Gurney H P, Ackland S, Gebski V, Farrell G
Department of Medical Oncology and Palliative Care, Westmead Hospital, Australia.
J Clin Oncol. 1998 Jul;16(7):2299-304. doi: 10.1200/JCO.1998.16.7.2299.
An exploratory study to test whether body-surface area (BSA) should be used for the calculation of epirubicin dose.
The relationship between pretreatment characteristics and the effects of epirubicin were investigated in 20 chemotherapy-naive patients. Measurements of body size, renal and hepatic function, and other factors were correlated with epirubicin pharmacokinetics (PK) and epirubicin-induced neutropenia. All patients received 150 mg of epirubicin infused continuously over 120 hours, regardless of body size. Factors were analyzed by univariate and multivariate linear regression.

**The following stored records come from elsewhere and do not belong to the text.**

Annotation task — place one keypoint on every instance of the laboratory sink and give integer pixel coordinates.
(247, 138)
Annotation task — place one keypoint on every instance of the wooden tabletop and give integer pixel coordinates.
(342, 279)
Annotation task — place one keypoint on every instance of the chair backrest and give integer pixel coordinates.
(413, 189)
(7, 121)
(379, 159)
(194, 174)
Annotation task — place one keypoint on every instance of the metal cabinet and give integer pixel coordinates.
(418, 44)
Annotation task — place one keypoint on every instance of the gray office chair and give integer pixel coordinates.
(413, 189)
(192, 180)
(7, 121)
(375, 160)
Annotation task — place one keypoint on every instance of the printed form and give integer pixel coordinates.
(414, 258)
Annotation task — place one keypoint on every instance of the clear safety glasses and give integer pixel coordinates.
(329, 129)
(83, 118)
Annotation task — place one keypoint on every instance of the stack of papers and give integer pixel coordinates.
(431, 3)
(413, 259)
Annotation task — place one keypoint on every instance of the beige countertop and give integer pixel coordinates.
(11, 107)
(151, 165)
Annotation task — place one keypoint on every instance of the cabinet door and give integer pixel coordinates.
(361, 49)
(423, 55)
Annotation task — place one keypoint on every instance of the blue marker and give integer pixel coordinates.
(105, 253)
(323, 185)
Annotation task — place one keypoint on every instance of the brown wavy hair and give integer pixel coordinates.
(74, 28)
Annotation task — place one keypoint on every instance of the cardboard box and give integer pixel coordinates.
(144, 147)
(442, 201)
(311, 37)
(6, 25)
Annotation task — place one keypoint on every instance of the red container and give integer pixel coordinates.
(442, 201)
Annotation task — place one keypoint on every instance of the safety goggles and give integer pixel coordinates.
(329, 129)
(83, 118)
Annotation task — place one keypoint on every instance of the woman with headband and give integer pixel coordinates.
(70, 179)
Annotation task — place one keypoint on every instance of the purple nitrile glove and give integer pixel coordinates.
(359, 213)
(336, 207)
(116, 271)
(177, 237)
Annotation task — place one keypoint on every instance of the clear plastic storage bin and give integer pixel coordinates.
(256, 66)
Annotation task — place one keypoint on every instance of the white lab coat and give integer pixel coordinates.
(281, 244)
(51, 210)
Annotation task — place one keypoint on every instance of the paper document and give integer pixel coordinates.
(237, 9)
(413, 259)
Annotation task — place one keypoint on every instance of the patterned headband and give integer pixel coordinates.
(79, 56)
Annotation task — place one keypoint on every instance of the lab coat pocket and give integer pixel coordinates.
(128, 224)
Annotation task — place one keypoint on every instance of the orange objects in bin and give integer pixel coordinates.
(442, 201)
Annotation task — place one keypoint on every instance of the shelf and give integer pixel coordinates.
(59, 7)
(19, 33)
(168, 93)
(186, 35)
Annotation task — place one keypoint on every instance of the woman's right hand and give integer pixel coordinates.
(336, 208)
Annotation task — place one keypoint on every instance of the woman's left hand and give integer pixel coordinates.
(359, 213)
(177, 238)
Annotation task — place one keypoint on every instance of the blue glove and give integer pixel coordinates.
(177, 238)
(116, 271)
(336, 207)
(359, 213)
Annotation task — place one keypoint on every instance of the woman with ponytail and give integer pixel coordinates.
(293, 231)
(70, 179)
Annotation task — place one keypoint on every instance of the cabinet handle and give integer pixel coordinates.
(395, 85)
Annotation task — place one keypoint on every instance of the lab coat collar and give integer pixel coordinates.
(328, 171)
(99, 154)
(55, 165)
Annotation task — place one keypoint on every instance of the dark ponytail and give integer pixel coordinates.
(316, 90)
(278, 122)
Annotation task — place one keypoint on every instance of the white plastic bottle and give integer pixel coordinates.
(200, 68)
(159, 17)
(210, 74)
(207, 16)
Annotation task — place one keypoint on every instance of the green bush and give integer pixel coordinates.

There were no correlations between BSA or weight with any PK parameter or with the degree of neutropenia. In multivariate analysis, indicators of liver function were the only factors that correlated with neutropenia and epirubicin PK. Thus, correlations for neutropenia were seen with antipyrine clearance (P = .003), activated partial thromboplastin time (APTT) (P = .005) and serum transferrin (P = .01). Further, the area under the concentration-time curve (AUC) for epirubicin correlated with prothrombin index (P < .01), antipyrine clearance (P < .01), and serum bile salt concentration (P = .03), and there were similar correlations for epirubicin steady-state concentration (CpSS). Epirubicin clearance correlated with antipyrine clearance (P = .02). PK parameters for dihydroepirubicin correlated with prothombin index, serum transferrin, and bile salt concentrations (P < .001 for all correlations). Because of the number of statistical examinations performed, some of these correlations may be spurious. However, some are likely to be real, since the same variables repeatedly correlated with different epirubicin-associated outcomes. There were no correlations between epirubicin PK indices or neutropenia and serum aminotransferase levels or other biochemical liver function tests, creatinine, or any of the clinical factors examined.
These results led us to question the use of BSA for epirubicin dose calculation. In contrast, quantitative liver function tests may give a better indication of drug handling and toxicity and may be useful to determine more accurate methods for dose calculation of epirubicin.
一项探索性研究,旨在测试是否应使用体表面积(BSA)来计算表柔比星剂量。
对20例初治化疗患者的预处理特征与表柔比星疗效之间的关系进行了研究。测量身体大小、肾功能和肝功能以及其他因素,并将其与表柔比星药代动力学(PK)和表柔比星诱导的中性粒细胞减少相关联。所有患者均接受150mg表柔比星,持续120小时静脉输注,无论身体大小如何。通过单变量和多变量线性回归分析各项因素。
BSA或体重与任何PK参数或中性粒细胞减少程度之间均无相关性。在多变量分析中,肝功能指标是与中性粒细胞减少和表柔比星PK相关的唯一因素。因此,观察到中性粒细胞减少与安替比林清除率(P = 0.003)、活化部分凝血活酶时间(APTT)(P = 0.005)和血清转铁蛋白(P = 0.01)相关。此外,表柔比星的浓度-时间曲线下面积(AUC)与凝血酶原指数(P < 0.01)、安替比林清除率(P < 0.01)和血清胆汁盐浓度(P = 0.03)相关,表柔比星稳态浓度(CpSS)也有类似的相关性。表柔比星清除率与安替比林清除率相关(P = 0.02)。表柔比星的PK参数与凝血酶原指数、血清转铁蛋白和胆汁盐浓度相关(所有相关性P < 0.001)。由于进行的统计检验数量较多,其中一些相关性可能是虚假的。然而,有些可能是真实的,因为相同的变量反复与不同的表柔比星相关结局相关。表柔比星PK指标或中性粒细胞减少与血清转氨酶水平或其他生化肝功能检查、肌酐或任何所检查的临床因素之间均无相关性。
这些结果使我们对使用BSA计算表柔比星剂量产生质疑。相比之下,定量肝功能检查可能能更好地反映药物处理和毒性情况,可能有助于确定更准确的表柔比星剂量计算方法。